Advanced

LLM & GenAI Interview Questions

These 15 questions cover the most in-demand topics in 2024–2026 interviews. If you are interviewing for an LLM/GenAI role, expect 5–8 of these questions. They test whether you understand how LLMs work in production, not just how to call an API.

Q1: What is prompt engineering? What techniques improve LLM output quality?

💡

Model Answer:

Prompt engineering is the practice of designing input prompts to guide LLM behavior without changing model weights. Key techniques:

Zero-shot: Direct instruction with no examples. "Classify this review as positive or negative: [text]"
Few-shot: Include 3–5 input-output examples in the prompt. The model learns the pattern from examples. Order and diversity of examples matter.
Chain-of-Thought (CoT): Add "Let's think step by step" or show reasoning traces in examples. Dramatically improves performance on math, logic, and multi-step tasks.
Self-Consistency: Generate multiple CoT responses with temperature > 0, then take the majority answer. Improves over single-sample CoT by 5–15%.
System prompts: Set role, constraints, and output format. "You are a medical expert. Only answer based on provided context. Respond in JSON."
Structured output: Request JSON, XML, or specific formats. Use schema definitions to constrain output structure.

Anti-patterns: Overly long prompts waste tokens and can confuse the model. Vague instructions produce vague outputs. Conflicting constraints cause inconsistent behavior.

Q2: Explain RLHF (Reinforcement Learning from Human Feedback). Why is it necessary?

💡

Model Answer:

A base language model (trained on next-token prediction) generates plausible text but is not aligned with human intent — it might produce harmful, dishonest, or unhelpful responses because it has learned to mimic all text on the internet.

RLHF pipeline (3 steps):

Supervised Fine-Tuning (SFT): Fine-tune the base model on high-quality (prompt, response) pairs written by human annotators. This teaches the model to follow instructions.
Reward Model Training: Collect comparison data where humans rank multiple model responses to the same prompt (A > B > C). Train a reward model to predict human preferences. The reward model outputs a scalar score for any (prompt, response) pair.
PPO Optimization: Use Proximal Policy Optimization to fine-tune the SFT model to maximize the reward model's score, with a KL divergence penalty to prevent the model from deviating too far from the SFT policy (which would cause reward hacking).

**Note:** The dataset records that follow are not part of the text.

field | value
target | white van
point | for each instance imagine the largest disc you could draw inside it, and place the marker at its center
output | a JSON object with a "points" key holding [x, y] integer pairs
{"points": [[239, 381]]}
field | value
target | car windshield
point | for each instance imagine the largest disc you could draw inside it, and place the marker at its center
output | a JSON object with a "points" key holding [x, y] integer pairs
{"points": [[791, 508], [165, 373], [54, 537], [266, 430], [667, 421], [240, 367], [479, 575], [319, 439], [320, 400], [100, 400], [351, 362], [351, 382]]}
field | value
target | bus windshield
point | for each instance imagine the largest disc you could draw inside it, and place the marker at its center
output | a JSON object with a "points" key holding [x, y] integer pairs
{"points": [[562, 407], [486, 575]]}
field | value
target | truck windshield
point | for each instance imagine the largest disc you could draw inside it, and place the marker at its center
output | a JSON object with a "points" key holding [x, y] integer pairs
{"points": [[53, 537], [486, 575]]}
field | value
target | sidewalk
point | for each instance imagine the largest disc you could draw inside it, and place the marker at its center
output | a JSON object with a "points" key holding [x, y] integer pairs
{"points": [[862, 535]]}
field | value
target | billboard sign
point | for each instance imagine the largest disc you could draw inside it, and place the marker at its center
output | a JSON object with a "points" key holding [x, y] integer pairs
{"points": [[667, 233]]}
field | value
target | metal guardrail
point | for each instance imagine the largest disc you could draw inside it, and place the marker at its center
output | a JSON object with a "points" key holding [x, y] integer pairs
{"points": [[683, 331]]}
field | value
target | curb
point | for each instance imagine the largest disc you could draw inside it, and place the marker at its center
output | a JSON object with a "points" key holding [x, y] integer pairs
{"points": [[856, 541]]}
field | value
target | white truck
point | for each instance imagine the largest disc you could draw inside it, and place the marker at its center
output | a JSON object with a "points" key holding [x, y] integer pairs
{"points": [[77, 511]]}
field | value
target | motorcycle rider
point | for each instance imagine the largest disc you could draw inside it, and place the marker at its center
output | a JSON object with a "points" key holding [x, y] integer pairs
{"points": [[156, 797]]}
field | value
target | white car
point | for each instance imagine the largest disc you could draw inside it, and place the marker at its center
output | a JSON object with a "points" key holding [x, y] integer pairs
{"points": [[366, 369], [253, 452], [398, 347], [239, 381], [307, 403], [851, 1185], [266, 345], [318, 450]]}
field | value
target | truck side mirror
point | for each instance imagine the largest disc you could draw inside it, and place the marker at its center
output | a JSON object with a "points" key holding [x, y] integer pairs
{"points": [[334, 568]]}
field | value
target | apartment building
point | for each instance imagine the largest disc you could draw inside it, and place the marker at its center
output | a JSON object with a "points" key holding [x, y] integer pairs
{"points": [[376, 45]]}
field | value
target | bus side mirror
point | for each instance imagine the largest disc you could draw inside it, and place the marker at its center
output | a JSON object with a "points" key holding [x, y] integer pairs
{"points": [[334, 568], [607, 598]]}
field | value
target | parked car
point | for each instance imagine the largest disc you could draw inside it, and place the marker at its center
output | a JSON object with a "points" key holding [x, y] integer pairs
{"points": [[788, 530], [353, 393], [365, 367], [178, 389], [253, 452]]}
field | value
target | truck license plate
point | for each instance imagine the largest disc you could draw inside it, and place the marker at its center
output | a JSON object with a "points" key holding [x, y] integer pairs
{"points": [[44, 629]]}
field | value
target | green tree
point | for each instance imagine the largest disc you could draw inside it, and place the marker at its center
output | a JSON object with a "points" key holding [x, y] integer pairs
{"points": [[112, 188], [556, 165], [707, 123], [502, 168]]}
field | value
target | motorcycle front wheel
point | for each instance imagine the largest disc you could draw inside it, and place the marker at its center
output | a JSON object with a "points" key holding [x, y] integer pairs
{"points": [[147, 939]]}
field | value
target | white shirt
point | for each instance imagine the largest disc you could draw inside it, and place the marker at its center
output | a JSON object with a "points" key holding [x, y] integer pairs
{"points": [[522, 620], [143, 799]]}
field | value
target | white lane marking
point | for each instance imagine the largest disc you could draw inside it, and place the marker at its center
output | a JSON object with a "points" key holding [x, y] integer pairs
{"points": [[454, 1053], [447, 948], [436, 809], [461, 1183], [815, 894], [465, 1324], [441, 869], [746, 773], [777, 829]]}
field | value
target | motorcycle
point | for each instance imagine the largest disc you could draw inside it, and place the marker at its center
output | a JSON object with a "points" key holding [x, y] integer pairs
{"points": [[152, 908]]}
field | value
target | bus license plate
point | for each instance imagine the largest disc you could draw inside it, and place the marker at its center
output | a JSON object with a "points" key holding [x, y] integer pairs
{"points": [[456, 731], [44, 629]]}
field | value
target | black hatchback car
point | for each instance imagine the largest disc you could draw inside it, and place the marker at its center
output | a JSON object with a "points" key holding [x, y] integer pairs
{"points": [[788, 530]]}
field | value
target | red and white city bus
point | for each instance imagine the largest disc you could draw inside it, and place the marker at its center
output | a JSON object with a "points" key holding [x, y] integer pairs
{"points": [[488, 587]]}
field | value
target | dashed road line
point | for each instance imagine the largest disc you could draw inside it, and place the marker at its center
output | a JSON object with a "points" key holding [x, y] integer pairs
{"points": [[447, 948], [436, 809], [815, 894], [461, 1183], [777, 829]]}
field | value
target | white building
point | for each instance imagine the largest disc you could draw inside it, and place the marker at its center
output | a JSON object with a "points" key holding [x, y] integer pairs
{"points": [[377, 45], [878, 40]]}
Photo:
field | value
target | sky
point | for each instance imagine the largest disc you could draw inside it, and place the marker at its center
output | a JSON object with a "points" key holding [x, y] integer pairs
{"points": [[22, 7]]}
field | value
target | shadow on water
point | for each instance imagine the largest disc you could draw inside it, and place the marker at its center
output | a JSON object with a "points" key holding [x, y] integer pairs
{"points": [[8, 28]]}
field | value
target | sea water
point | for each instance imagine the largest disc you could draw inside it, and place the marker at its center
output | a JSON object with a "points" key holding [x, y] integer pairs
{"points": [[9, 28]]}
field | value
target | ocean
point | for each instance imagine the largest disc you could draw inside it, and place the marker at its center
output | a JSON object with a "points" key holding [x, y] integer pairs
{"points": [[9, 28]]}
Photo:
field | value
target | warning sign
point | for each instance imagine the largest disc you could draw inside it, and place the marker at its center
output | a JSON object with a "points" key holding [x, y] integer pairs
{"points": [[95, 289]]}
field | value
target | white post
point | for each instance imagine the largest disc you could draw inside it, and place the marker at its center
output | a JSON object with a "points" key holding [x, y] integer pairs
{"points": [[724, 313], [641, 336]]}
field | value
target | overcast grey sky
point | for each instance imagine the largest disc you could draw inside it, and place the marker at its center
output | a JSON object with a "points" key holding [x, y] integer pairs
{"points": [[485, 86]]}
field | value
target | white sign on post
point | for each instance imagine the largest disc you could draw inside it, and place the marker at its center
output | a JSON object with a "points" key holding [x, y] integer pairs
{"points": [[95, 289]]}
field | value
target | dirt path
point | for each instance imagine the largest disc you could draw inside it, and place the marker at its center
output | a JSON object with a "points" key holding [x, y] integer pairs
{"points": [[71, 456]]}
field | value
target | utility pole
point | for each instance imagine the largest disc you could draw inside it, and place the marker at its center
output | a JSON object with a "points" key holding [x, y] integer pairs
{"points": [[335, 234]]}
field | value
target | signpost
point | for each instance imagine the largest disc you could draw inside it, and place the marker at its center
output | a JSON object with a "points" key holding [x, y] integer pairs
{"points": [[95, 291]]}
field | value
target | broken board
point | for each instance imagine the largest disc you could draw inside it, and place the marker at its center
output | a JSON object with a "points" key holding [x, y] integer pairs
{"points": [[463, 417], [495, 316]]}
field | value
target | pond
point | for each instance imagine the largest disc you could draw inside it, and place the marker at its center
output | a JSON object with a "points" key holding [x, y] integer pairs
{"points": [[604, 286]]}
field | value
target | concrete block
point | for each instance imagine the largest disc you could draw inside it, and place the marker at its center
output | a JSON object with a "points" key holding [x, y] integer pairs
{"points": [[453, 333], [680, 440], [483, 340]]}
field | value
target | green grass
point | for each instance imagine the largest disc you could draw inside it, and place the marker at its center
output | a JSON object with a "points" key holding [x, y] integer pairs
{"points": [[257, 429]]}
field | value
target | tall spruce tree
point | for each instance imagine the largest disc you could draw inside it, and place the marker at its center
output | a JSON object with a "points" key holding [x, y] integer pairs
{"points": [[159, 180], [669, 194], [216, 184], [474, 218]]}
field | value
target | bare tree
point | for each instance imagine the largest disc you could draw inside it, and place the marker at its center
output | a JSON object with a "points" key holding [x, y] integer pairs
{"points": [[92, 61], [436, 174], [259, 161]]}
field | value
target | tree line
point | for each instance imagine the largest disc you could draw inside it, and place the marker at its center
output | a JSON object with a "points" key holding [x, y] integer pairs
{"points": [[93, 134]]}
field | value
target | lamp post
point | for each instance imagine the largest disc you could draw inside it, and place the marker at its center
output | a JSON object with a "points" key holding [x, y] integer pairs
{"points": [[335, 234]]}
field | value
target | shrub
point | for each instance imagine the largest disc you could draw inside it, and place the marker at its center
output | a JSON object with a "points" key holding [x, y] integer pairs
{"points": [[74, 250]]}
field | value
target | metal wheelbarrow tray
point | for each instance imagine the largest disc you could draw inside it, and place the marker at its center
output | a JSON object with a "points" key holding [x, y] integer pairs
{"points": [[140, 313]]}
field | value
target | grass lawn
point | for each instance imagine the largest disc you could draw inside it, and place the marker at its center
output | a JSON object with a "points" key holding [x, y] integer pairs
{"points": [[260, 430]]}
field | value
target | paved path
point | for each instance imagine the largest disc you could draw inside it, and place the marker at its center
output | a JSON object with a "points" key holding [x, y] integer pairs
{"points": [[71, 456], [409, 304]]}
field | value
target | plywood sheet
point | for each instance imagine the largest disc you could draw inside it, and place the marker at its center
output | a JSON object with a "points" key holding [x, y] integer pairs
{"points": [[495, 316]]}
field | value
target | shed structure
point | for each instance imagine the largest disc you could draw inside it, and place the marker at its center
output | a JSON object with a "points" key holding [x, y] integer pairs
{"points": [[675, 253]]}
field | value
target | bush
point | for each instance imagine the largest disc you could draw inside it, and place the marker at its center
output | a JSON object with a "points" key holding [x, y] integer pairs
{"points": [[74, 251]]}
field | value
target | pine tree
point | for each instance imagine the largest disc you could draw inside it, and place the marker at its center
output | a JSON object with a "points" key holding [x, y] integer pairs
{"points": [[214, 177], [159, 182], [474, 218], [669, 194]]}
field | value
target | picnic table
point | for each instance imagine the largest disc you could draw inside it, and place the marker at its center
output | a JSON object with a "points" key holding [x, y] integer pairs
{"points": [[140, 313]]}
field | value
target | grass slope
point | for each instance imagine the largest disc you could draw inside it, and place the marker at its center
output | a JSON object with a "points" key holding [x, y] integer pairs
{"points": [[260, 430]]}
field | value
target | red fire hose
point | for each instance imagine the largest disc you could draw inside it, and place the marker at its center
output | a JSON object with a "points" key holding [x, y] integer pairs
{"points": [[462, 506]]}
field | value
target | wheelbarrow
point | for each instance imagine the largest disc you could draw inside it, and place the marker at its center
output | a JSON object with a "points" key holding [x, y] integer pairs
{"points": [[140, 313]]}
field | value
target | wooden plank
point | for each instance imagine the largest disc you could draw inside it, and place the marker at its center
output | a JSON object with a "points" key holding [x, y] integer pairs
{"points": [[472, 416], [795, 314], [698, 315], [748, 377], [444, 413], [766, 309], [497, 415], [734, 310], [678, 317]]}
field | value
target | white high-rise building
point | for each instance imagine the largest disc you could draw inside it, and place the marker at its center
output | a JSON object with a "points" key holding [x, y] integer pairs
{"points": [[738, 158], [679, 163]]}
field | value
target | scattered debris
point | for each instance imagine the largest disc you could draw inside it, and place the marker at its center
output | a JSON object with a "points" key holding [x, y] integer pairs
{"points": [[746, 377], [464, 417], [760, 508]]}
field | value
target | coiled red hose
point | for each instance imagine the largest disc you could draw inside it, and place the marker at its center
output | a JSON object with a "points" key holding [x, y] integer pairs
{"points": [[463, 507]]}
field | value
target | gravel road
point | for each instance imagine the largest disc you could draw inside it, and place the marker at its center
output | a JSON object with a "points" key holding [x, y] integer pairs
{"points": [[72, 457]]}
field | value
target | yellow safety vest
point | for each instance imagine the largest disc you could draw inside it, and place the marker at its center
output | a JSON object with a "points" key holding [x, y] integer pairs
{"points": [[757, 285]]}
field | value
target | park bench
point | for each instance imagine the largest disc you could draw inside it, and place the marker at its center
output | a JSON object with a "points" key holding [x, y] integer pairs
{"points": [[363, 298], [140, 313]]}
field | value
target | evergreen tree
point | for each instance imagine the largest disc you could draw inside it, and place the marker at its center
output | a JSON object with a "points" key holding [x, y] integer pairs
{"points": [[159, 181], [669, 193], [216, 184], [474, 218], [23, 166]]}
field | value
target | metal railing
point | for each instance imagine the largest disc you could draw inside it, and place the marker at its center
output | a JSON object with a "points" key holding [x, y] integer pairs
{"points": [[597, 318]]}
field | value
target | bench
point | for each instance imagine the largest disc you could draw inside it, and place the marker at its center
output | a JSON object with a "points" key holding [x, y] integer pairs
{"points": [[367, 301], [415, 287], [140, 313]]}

DPO (Direct Preference Optimization) simplifies RLHF by eliminating the reward model entirely. It directly optimizes the policy from preference pairs using a clever loss function. Used by LLaMA 3, Mistral, and Zephyr. Advantages: simpler to implement, more stable training, no reward model needed.

Why RLHF matters: The difference between a base model and a chat model (e.g., LLaMA vs LLaMA-Chat) is primarily RLHF/DPO. It is what makes models useful and safe.

Q3: What is RAG (Retrieval-Augmented Generation)? Design a production RAG system.

💡

Model Answer:

RAG augments LLMs with external knowledge by retrieving relevant documents before generating a response. This grounds the LLM's output in factual sources and enables knowledge updates without retraining.

Production RAG architecture:

Document Processing: Parse documents (PDF, HTML, DOCX). Split into chunks (500–1000 tokens with 50–100 token overlap). Handle tables, images, and metadata.
Embedding & Indexing: Embed chunks with a bi-encoder (e5-large-v2, BGE-large). Store in vector database (Pinecone, Weaviate, pgvector). Also maintain BM25 index for keyword search.
Query Processing: Rewrite the user query for retrieval (HyDE: generate a hypothetical answer, embed that instead). Decompose complex queries into sub-queries.
Hybrid Retrieval: BM25 + dense retrieval, merged with Reciprocal Rank Fusion. Retrieve top-20 candidates.
Re-ranking: Cross-encoder re-ranks top-20 to top-5. Dramatically improves relevance.
Generation: Feed retrieved chunks + query to LLM. Use structured prompts with citation instructions.
Post-processing: Verify citations, filter hallucinations, format response.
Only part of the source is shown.